Date or order number: 1890
Description: Naming Plasmodium species
Content: The Italian investigators Giovanni Batista Grassi and Raimondo Filetti first introduced the names Plasmodium vivax and P. malariae for two of the malaria parasites that affect humans in 1890. Laveran had believed that there was only one species, Oscillaria malariae. An American, William H. Welch, reviewed the subject and, in 1897, he named the malignant tertian malaria parasite P. falciparum. In 1922, John William Watson Stephens described the fourth human malaria parasite, P. ovale. P. knowlesi was first described by Robert Knowles and Biraj Mohan Das Gupta in 1931 in a long-tailed macaque. The first documented human infection with P. knowlesi was in 1965.

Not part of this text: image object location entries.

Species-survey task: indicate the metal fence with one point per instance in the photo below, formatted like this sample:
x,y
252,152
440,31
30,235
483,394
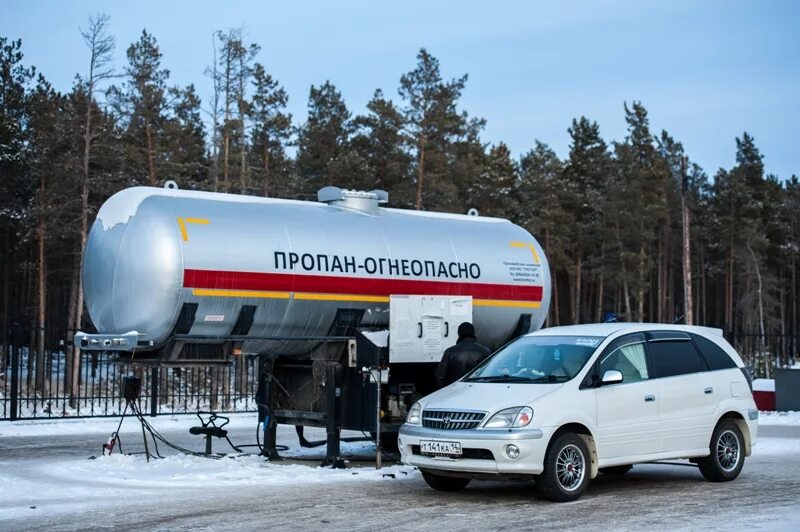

Date or order number: 1898
Description: Discovery of Transmission by Anopheles
Content: Led by Giovanni Batista Grassi, a team of Italian investigators, which included Amico Bignami and Giuseppe Bastianelli, collected Anopheles claviger mosquitoes and allowed them to feed on malarial patients. They demonstrated the complete sporogonic cycle of Plasmodium falciparum, P. vivax, and P. malariae after these mosquitoes were subsequently demonstrated to harbor mature sporozoites. In 1899, mosquitoes infected by feeding on a patient in Rome were sent to London where they fed on two volunteers, both of whom developed malaria.
Date or order number: 1934
Description: Chloroquine
Content: Chloroquine was discovered by a German, Hans Andersag, in 1934 at Bayer I.G. Farbenindustrie A.G. laboratories in Eberfeld, Germany. He named his compound resochin. Through a series of lapses and confusion brought about during the war, chloroquine was finally recognized and established as an effective and safe antimalarial in 1946 by British and U.S. scientists.